Non-Coding RNA Analysis Using the Rfam Database - PubMed (original) (raw)

Non-Coding RNA Analysis Using the Rfam Database

Ioanna Kalvari et al. Curr Protoc Bioinformatics. 2018 Jun.

Abstract

Rfam is a database of non-coding RNA families in which each family is represented by a multiple sequence alignment, a consensus secondary structure, and a covariance model. Using a combination of manual and literature-based curation and a custom software pipeline, Rfam converts descriptions of RNA families found in the scientific literature into computational models that can be used to annotate RNAs belonging to those families in any DNA or RNA sequence. Valuable research outputs that are often locked up in figures and supplementary information files are encapsulated in Rfam entries and made accessible through the Rfam Web site.

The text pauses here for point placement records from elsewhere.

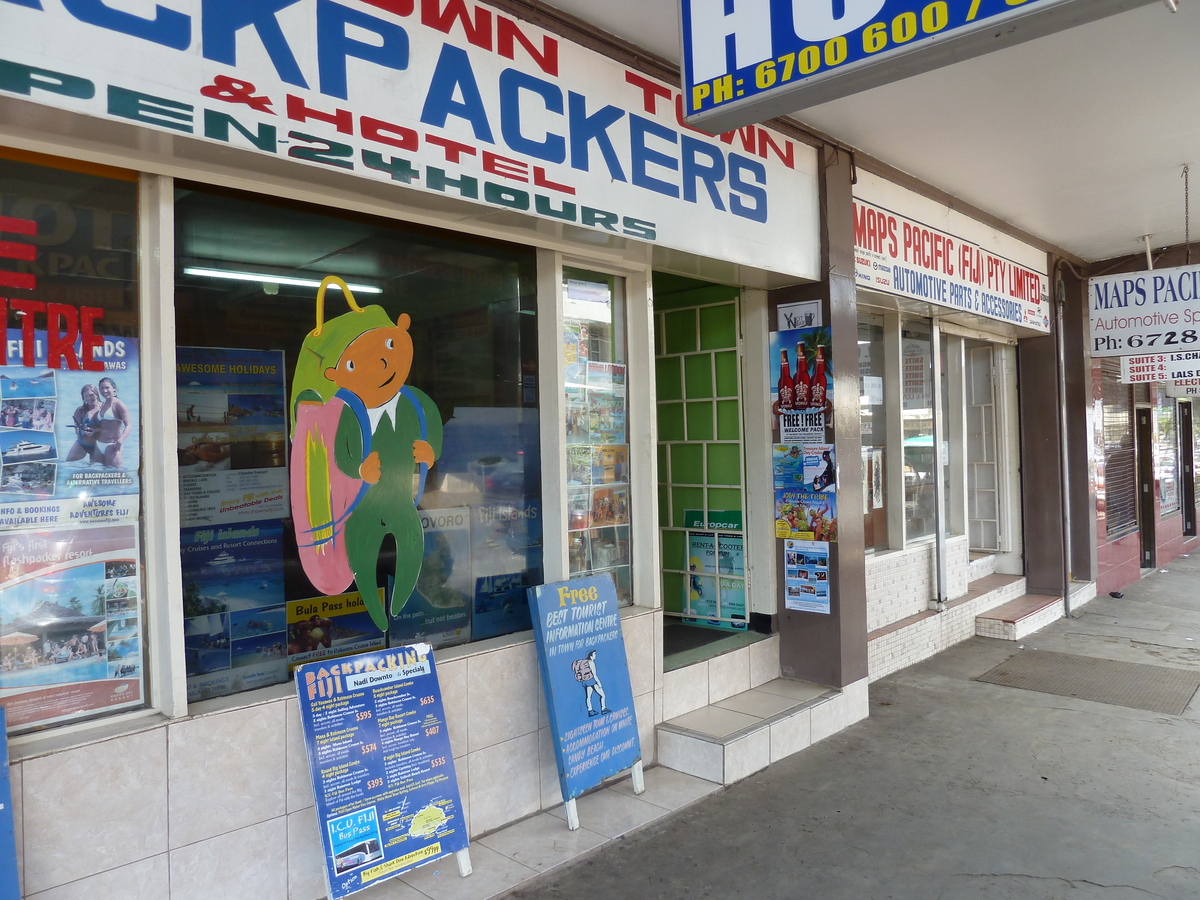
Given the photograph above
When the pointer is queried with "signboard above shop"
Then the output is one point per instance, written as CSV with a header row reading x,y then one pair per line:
x,y
751,60
1146,312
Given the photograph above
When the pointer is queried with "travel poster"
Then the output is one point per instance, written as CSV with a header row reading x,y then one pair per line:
x,y
70,443
382,768
323,628
235,628
71,628
807,467
438,610
805,515
586,677
807,576
232,419
804,424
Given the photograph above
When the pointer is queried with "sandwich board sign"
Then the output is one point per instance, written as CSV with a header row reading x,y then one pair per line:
x,y
381,763
585,672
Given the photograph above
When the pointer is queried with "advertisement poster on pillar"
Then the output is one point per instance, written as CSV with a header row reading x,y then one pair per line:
x,y
802,396
900,256
70,443
455,99
1147,312
233,427
71,627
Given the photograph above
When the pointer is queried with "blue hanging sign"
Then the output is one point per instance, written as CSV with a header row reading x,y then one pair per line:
x,y
382,769
750,60
586,676
10,886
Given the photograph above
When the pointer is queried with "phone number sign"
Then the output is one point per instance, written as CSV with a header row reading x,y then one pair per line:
x,y
1140,313
756,59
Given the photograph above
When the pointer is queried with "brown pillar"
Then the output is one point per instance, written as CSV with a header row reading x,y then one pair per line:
x,y
832,649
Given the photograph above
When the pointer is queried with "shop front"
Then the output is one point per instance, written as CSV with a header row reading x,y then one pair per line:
x,y
348,309
946,307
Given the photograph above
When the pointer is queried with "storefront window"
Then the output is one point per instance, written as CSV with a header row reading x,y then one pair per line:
x,y
348,478
919,460
597,427
71,600
1117,486
1167,457
873,424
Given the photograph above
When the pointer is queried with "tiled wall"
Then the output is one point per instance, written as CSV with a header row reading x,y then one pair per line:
x,y
900,583
937,631
220,807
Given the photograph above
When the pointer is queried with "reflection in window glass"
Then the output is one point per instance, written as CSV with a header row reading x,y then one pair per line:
x,y
1167,459
264,589
597,427
873,424
921,519
71,609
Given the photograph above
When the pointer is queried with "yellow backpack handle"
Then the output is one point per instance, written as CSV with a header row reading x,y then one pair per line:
x,y
321,300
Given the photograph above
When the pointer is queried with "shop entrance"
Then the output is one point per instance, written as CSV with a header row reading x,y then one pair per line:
x,y
1144,433
701,474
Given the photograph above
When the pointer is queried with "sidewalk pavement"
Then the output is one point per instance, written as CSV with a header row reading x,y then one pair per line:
x,y
953,789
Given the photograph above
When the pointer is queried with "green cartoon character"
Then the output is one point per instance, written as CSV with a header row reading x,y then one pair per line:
x,y
363,443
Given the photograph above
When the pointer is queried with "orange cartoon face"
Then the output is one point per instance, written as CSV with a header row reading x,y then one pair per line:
x,y
375,365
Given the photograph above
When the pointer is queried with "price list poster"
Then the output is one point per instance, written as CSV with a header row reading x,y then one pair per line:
x,y
382,769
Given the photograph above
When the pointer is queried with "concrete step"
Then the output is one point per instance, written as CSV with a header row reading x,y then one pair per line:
x,y
1020,617
981,564
736,737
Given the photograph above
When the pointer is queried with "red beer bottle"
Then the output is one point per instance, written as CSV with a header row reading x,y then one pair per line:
x,y
820,384
786,389
801,385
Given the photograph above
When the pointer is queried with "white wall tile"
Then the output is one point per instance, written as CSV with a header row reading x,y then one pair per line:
x,y
765,661
250,863
639,634
299,778
306,857
684,689
729,675
227,771
144,880
123,820
502,696
504,783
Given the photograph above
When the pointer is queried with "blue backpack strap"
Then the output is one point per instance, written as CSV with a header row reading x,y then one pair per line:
x,y
420,417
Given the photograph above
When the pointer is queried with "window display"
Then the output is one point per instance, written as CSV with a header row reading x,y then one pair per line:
x,y
597,417
71,609
304,439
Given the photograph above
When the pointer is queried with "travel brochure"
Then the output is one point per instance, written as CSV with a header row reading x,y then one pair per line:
x,y
71,625
233,426
715,592
70,444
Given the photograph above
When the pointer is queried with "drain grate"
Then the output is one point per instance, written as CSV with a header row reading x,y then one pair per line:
x,y
1123,684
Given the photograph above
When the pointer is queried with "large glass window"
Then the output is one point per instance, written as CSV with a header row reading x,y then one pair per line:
x,y
348,478
1117,486
1167,457
919,460
71,600
597,427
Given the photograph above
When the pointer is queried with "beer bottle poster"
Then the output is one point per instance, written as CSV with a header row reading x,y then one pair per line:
x,y
802,394
586,676
233,429
381,763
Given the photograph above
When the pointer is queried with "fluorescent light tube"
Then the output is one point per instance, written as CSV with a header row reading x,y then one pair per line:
x,y
274,280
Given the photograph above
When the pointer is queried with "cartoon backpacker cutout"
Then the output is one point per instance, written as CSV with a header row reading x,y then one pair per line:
x,y
360,441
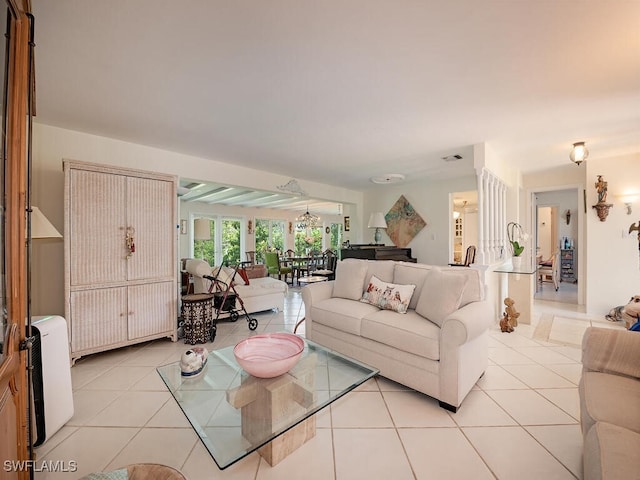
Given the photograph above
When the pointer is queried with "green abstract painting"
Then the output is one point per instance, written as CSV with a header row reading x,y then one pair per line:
x,y
403,223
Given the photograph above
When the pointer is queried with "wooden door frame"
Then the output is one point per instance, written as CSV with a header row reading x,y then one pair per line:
x,y
13,370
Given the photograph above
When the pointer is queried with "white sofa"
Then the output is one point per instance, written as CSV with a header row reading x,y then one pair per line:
x,y
610,404
260,294
438,347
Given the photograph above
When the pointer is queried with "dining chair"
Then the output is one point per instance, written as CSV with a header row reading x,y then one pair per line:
x,y
469,258
549,270
272,262
329,268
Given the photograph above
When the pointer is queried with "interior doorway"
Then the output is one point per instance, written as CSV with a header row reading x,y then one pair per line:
x,y
464,224
556,235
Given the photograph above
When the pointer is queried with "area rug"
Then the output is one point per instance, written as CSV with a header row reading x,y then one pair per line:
x,y
568,331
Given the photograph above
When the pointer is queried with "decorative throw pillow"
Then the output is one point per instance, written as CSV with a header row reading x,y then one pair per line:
x,y
388,296
221,275
349,279
441,295
243,274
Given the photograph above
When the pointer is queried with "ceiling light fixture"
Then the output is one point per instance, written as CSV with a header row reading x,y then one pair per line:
x,y
307,220
579,153
388,178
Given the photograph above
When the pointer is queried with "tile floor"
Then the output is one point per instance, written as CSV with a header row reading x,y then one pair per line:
x,y
521,421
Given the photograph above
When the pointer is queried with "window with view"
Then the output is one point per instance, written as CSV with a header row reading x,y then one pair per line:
x,y
225,243
307,240
269,235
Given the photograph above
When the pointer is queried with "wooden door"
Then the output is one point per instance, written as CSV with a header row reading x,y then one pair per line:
x,y
151,207
152,309
13,291
97,223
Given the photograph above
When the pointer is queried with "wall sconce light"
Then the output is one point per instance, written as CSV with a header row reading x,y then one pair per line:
x,y
579,153
628,201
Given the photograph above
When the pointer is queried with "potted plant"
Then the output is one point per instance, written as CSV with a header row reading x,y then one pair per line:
x,y
517,237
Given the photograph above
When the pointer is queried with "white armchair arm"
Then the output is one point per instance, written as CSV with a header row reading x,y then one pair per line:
x,y
315,292
467,323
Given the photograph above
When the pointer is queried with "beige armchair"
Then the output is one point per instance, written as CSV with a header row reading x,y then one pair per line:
x,y
609,403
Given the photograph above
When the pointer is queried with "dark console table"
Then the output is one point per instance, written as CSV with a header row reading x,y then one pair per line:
x,y
378,252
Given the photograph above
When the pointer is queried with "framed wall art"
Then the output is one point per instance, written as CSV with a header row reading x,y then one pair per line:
x,y
403,223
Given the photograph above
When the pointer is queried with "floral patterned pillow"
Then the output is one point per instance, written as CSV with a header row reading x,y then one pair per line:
x,y
388,296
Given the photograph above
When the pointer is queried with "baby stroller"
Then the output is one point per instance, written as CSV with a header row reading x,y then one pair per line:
x,y
225,297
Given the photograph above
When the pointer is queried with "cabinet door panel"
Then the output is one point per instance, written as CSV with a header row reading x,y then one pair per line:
x,y
97,236
99,318
151,212
152,309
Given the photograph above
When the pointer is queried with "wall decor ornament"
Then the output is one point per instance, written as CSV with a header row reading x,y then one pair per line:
x,y
403,223
636,228
602,207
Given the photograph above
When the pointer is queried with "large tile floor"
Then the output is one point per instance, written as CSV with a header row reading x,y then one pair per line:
x,y
521,421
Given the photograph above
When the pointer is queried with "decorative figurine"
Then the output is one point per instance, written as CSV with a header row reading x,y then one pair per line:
x,y
510,318
602,207
635,228
193,361
629,313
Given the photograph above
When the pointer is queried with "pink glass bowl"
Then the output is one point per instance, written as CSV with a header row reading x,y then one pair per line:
x,y
270,354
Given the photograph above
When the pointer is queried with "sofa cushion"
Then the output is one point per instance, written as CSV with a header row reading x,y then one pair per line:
x,y
441,295
474,290
197,267
611,451
349,280
388,296
409,333
342,314
383,269
610,398
411,274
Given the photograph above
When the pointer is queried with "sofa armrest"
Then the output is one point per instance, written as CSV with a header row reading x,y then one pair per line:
x,y
314,293
611,351
467,323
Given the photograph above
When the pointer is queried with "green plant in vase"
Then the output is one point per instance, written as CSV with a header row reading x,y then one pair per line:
x,y
517,238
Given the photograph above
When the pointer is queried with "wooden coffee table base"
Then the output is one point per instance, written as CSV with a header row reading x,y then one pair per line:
x,y
267,407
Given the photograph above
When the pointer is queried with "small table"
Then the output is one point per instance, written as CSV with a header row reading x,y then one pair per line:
x,y
235,414
197,315
520,288
312,279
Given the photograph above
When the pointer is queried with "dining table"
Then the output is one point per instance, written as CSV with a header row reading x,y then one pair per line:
x,y
299,264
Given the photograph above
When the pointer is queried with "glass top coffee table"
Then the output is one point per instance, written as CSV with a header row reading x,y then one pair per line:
x,y
235,414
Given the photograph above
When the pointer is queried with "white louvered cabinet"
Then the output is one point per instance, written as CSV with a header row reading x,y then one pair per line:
x,y
115,297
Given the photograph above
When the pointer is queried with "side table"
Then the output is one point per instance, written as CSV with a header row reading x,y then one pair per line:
x,y
197,315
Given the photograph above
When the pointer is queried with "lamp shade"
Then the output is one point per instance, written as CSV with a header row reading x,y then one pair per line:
x,y
41,227
202,229
376,220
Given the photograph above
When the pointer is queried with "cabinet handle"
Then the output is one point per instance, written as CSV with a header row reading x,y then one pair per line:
x,y
129,240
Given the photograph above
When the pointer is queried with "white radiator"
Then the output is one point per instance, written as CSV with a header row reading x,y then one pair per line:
x,y
52,390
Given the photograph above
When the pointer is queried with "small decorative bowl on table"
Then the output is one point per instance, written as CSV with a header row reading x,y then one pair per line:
x,y
269,355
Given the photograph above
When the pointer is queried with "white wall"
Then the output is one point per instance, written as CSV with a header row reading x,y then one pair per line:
x,y
612,254
52,144
432,201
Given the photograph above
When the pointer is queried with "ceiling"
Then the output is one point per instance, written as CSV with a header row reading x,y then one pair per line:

The data produced by Rfam have a broad application, from genome annotation to providing training sets for algorithm development. This article gives an overview of how to search and navigate the Rfam Web site, and how to annotate sequences with RNA families. The Rfam database is freely available at http://rfam.org. © 2018 by John Wiley & Sons, Inc.

Keywords: Infernal; RNA family; Rfam; genome annotation; non-coding RNA.

Copyright © 2018 John Wiley & Sons, Inc.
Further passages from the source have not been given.